Monday, July 8, 2013

The Parkway

Cruella (Deville) and I on The Parkway
Have you ever been drawn to a place? Is there a place to where you almost seem called to be? For many, it is an ocean side or lake side, or river side location that is special to you. For others it might be a mountain top or maybe a meadow or a canyon. Still others may yearn for wind in their sail as they skip over a calm sea. There is so much beauty around us that it is no surprise that we find ourselves drawn to certain special places. For me...one of those special places is a road. It's not just any road...it is is a stretch of pavement that ribbons 469 miles over the ridges of the Appalachian Mountains from Virginia to North Carolina. It is the Blue Ridge Parkway. With its back to Shenandoah National Park, the parkway begins at Rockfish Gap near Waynesville, VA and it reaches its end at the Oconaluftee River at the entrance of Great Smoky Mountains National Park near Cherokee, NC. What is in between those two points is a road rich in history, culture, scenery, foliage and fauna.

Kancamagus Hwy- Rte 112 in New Hampshire
I have been traveling (camping/ hiking/ lazing) on and around the parkway since the mid 1970's, not long after moving from New Hampshire to Georgia. My wife and kids likely cannot remember a time when they weren't riding on the parkway with Dad (Oh gee Dad, look, there is another mountain or ...tree or...my gosh are we ever going to get off this parkway?) I was skeptical, upon my first visit, that this road would be at all comparable to the great highways like those that that snake through the White Mountains of New Hampshire and Green Moutains of Vermont. In particular, I was certain that this Blue Ridge Parkway was no match for the Kancamagus Highway that cuts 34.5 miles through White Mountain National Forest in New Hampshire. But I was wrong. The Blue Ridge Parkway's beauty owes no apology to any other of our country's magnificent motorways.
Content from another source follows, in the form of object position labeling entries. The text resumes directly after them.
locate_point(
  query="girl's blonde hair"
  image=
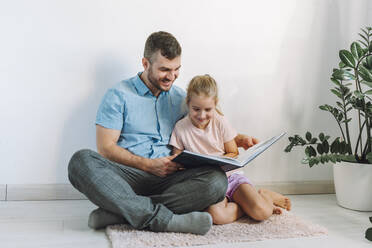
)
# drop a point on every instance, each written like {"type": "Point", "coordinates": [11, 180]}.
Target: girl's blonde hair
{"type": "Point", "coordinates": [203, 85]}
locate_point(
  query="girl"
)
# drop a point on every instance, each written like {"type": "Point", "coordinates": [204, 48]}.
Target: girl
{"type": "Point", "coordinates": [205, 130]}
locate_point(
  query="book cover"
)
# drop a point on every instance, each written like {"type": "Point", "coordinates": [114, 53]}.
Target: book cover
{"type": "Point", "coordinates": [191, 159]}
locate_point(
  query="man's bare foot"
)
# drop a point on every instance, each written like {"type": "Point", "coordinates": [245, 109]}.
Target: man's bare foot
{"type": "Point", "coordinates": [277, 210]}
{"type": "Point", "coordinates": [278, 199]}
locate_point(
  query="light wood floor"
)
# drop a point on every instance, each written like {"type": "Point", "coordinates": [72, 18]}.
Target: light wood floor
{"type": "Point", "coordinates": [64, 224]}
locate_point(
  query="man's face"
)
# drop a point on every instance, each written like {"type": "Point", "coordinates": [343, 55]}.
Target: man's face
{"type": "Point", "coordinates": [162, 72]}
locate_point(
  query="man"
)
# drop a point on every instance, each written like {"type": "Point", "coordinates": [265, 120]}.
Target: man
{"type": "Point", "coordinates": [132, 177]}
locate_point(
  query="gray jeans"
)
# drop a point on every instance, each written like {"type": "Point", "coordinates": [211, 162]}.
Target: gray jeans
{"type": "Point", "coordinates": [143, 199]}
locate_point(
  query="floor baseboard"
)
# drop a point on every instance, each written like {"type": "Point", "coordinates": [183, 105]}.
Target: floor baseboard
{"type": "Point", "coordinates": [2, 192]}
{"type": "Point", "coordinates": [40, 192]}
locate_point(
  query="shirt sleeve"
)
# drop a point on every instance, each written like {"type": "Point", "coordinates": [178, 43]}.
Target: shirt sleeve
{"type": "Point", "coordinates": [110, 112]}
{"type": "Point", "coordinates": [228, 132]}
{"type": "Point", "coordinates": [176, 140]}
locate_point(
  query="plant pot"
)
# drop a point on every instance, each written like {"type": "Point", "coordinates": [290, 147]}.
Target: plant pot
{"type": "Point", "coordinates": [353, 184]}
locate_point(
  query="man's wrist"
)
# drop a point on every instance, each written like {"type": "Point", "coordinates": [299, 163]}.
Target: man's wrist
{"type": "Point", "coordinates": [146, 164]}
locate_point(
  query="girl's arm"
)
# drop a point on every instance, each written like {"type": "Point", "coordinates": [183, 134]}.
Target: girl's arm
{"type": "Point", "coordinates": [176, 151]}
{"type": "Point", "coordinates": [231, 149]}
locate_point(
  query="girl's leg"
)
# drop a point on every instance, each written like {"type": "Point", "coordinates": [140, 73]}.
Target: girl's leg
{"type": "Point", "coordinates": [225, 212]}
{"type": "Point", "coordinates": [257, 206]}
{"type": "Point", "coordinates": [278, 199]}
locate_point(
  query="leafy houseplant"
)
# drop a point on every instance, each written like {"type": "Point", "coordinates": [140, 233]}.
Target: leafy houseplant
{"type": "Point", "coordinates": [353, 88]}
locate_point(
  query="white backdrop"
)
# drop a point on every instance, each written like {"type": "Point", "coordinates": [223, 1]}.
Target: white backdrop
{"type": "Point", "coordinates": [272, 60]}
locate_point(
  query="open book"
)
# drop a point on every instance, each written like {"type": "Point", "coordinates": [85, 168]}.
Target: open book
{"type": "Point", "coordinates": [191, 159]}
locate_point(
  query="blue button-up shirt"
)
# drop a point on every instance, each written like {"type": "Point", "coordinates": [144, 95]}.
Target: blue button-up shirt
{"type": "Point", "coordinates": [145, 121]}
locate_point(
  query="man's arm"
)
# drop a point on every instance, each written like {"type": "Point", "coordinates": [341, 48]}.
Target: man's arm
{"type": "Point", "coordinates": [245, 141]}
{"type": "Point", "coordinates": [107, 146]}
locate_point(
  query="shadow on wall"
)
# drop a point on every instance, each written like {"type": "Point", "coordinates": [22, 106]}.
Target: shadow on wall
{"type": "Point", "coordinates": [79, 130]}
{"type": "Point", "coordinates": [334, 21]}
{"type": "Point", "coordinates": [308, 86]}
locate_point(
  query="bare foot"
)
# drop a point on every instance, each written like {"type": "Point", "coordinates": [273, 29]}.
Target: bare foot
{"type": "Point", "coordinates": [277, 210]}
{"type": "Point", "coordinates": [279, 200]}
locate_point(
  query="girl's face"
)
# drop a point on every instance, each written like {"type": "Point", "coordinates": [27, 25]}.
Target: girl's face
{"type": "Point", "coordinates": [201, 110]}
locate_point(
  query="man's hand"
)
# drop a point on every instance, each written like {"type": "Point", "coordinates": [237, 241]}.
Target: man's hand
{"type": "Point", "coordinates": [164, 166]}
{"type": "Point", "coordinates": [245, 141]}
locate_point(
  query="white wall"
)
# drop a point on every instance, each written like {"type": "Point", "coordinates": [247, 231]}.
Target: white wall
{"type": "Point", "coordinates": [272, 60]}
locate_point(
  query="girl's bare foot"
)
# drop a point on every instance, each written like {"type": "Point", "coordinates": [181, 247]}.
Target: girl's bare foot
{"type": "Point", "coordinates": [278, 199]}
{"type": "Point", "coordinates": [277, 210]}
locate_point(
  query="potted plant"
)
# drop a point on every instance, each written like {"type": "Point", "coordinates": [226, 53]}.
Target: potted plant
{"type": "Point", "coordinates": [351, 152]}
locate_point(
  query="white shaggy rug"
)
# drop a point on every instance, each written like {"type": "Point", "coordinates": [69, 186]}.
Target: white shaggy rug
{"type": "Point", "coordinates": [283, 226]}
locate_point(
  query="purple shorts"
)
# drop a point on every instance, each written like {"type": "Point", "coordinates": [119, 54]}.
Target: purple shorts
{"type": "Point", "coordinates": [234, 180]}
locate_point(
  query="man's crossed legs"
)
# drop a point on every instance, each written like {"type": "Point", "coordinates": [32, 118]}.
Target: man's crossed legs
{"type": "Point", "coordinates": [145, 201]}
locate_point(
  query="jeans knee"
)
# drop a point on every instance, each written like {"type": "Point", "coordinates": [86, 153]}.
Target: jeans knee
{"type": "Point", "coordinates": [78, 163]}
{"type": "Point", "coordinates": [217, 186]}
{"type": "Point", "coordinates": [261, 213]}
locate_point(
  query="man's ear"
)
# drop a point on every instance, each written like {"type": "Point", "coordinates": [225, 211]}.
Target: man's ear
{"type": "Point", "coordinates": [145, 63]}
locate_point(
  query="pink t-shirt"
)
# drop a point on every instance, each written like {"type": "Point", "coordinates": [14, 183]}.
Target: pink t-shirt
{"type": "Point", "coordinates": [210, 141]}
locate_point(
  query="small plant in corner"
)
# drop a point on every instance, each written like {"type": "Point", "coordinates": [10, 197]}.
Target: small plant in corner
{"type": "Point", "coordinates": [353, 88]}
{"type": "Point", "coordinates": [369, 231]}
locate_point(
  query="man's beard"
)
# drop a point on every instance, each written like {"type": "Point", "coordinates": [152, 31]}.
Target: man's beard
{"type": "Point", "coordinates": [155, 82]}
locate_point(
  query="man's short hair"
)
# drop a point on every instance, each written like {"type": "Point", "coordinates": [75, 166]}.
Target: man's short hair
{"type": "Point", "coordinates": [163, 41]}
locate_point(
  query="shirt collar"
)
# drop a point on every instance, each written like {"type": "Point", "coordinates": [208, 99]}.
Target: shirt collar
{"type": "Point", "coordinates": [140, 85]}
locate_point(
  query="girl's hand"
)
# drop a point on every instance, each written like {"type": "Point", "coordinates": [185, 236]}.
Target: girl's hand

Cabin at Humpback Rocks, VA
One of the things that makes this parkway unique is that it stretches across the backbone and valleys of the southern Appalachians and cuts through the mountain culture of the German and Scotch-Irish people that populated this area from the early days of our country's history. Unlike what happened when the Skyline Drive was built through Shenandoah National Park, this time the Department of the Interior was intentional in not evacuating the people and razing their cabins after purchasing their land. They were determined to maintain as many of the physical structures as possible that depicted the early 20th century mountain culture. In most ways, this isolated culture more resembled life from the preceding century. The depression era road building project began in 1935 utilizing the many unemployed of Virginia and North Carolina through the recently created Civilian Conservation Corp and was a project on the grandest scale. The final section around Grandfather's Mountain, NC, which included the building of the Linn Cove Viaduct, was completed in 1987.
Linn Cove Viaduct

Over the last week, I spent some time traveling along the parkway... once again being reminded of the beauty that is this region. While dodging deer, turkey, rabbits, squirrels and spandex clothed cyclists on my 45 mph journey, my senses were in overdrive as I was in awe once again to behold the majesty of God's creation. We always associate God's proximity to us as being....up. I think the mountains give us a sense of being closer to the One that created them...and us. I'll be back.